3 dicembre 2008, Storia dell’Architettura Contemporanea di Marco Biraghi.
il menabò 2
4 maggio 2009, 1928/2008 – Casabella. Una rivista, molte storie di Chiara Baglione.
il menabò 3
18 maggio 2009, Le radici tedesche dell’architettura moderna. Gli esordi del Werkbund e di Mies di Werner Oechslin.
A partire da dicembre 2008, all’interno della Facoltà di Architettura Civile di Bovisa, GIZMO inaugura una serie di presentazioni di libri di architettura. Nelle intenzioni di Gizmo le presentazioni dei testi costituiscono delle importanti occasioni per affrontare alcune questioni che riguardano l’architettura contemporanea. Non a caso il titolo degli incontri è Il menabò, una rivista di critica letteraria fondata da Elio Vittorni e Italo Calvino nel 1959, di cui inseriamo, a titolo esemplificativo, l’introduzione al primo numero:
”Progettata da più di un anno, l’iniziativa di cui questo volume costituisce la prima manifestazione ha i caratteri insieme di una rivista e di una collana letteraria.
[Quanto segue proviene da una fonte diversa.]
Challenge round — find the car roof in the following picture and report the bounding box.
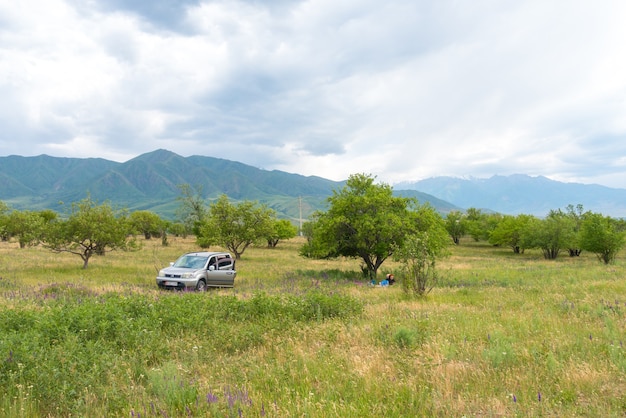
[183,251,231,257]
I testi di letteratura creativa che vi andremo pubblicando (di narrativa, di poesia, di teatro) saranno tutti così lunghi che ciascuno di essi dovrebbe poter fare libro a sé ed essere comunque in grado di dare un’idea completa della personalità (al momento) di chi lo ha scritto. Ma i testi saranno almeno un paio per volume, verranno associati volta a volta secondo un criterio che li coordini in un senso di affinità o di contrapposizione, e ogni testo avrà accanto (oltre a note informative o polemiche) un saggio critico concertato in sede di direzione che tratti del problema morale o storico o letterario cui il testo in qualche modo si riferisce.
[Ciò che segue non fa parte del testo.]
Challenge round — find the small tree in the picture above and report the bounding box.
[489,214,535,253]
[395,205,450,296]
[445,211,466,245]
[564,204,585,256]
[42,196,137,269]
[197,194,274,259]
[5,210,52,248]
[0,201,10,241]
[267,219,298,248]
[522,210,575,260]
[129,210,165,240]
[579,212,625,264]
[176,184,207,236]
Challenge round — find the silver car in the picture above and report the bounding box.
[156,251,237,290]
Questo per cercare di vedere a che punto ci troviamo nelle varie, troppe, questioni non solo letterarie oggi in sospeso, e per cercare di capire come si potrebbe rimetterci in movimento.
La crisi della letteratura (e in generale della cultura) in Italia sembra essere più che altro oggi di deficienza critica. […] Però è crisi che procede da cause certo serie e profonde. […]
Ma noi ci auguriamo che la realtà sia nel suo fondo un po’ diversa; non «irrimedibile» non nera; e che quanto ci si è lasciato di ricco e di aperto alle spalle per metterci a piantare giardinetti di betonica e ghiaia non ci sia ancora uscito di mente almeno come bisogno di «plein air»; e che quel discorso sia stato interrotto nell’attualità della superficie ma che sotto sotto continui da persona «reale» a persona «reale».
I fatti nuovi […] hanno forse non di altro bisogno di essere visti in prospettiva.
Riguardo infine al nome che abbiamo scelto per la nostra iniziativa vogliamo semplicemente avvertire che esso non ha nelle nostre intenzioni alcun valore emblematico, il menabò, diciamo, e tutti si sa che cosa sia un menabò, di pratico, di strumentale, nel corso della realizzazione grafica di ogni lavoro editoriale o giornalistico. Un nome legato a un’idea di funzionalità, e rapido e allegro di suono: per questo ci è piaciuto.”